More than 50% of long-COVID patients failed to improve 1.5 years after their initial diagnosis, according to a new study based on cases seen at a Danish post-COVID clinic, both before and after the Omicron variant period. The study was published yesterday in the International Journal of Infectious Diseases.
The analysis included 806 patients who were infected with the wild-type strain, Alpha, Delta, or Omicron strain. All case-patients had been referred to a long COVID clinic with symptoms persisting at least 12 weeks from onset of COVID-19. Seventy percent of participants were female, with a median age of 48.

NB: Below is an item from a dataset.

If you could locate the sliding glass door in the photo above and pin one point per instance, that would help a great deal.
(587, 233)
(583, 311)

Patients were given a post-COVID symptom questionnaire (PCQ), and standard health scores, four times between enrollment and 18 months of follow-up. The first clinic visit for long COVID occurred an average of 7 months after acute infection. Patients were grouped according to the period of transmission of predominant SARS-CoV-2 variants, with 69% of patients infected during the wild-type period and 9%, 7%, and 15% infected in the Alpha, Delta, and Omicron periods, respectively.
Omicron patients had lower quality of life
The authors found that patients infected in the Delta period had significantly more severe long COVID initially, with a mean PCQ score of 43, compared with 38 for patients infected in the wild-type period.
Patients infected in the Omicron period did not differ in PCQ score (median 40) compared to wild-type patients (median 38) or to pre-Omicron patients (median 38). However, patients infected with Omicron had a lower health-related quality of life compared to patients infected with wild-type strain.
At 1.5 year after infection, patients had no clinically meaningful decline in severity of long COVID.
"At 1.5 year after infection, patients had no clinically meaningful decline in severity of long COVID, and 57% (245/429) of patients failed to improve 1.5 years after infection, with no differences between variants," the authors wrote.
Overall, PCQ scores fell 7 to 10 months post-infection, then plateaued between 10 and 18 months, Overall median PCQ score declined from 38 at 7 months to 33 at 18-month follow-up.
"In some patients, long COVID may last for more than 2 years after infection, which is supported by our data," the authors concluded.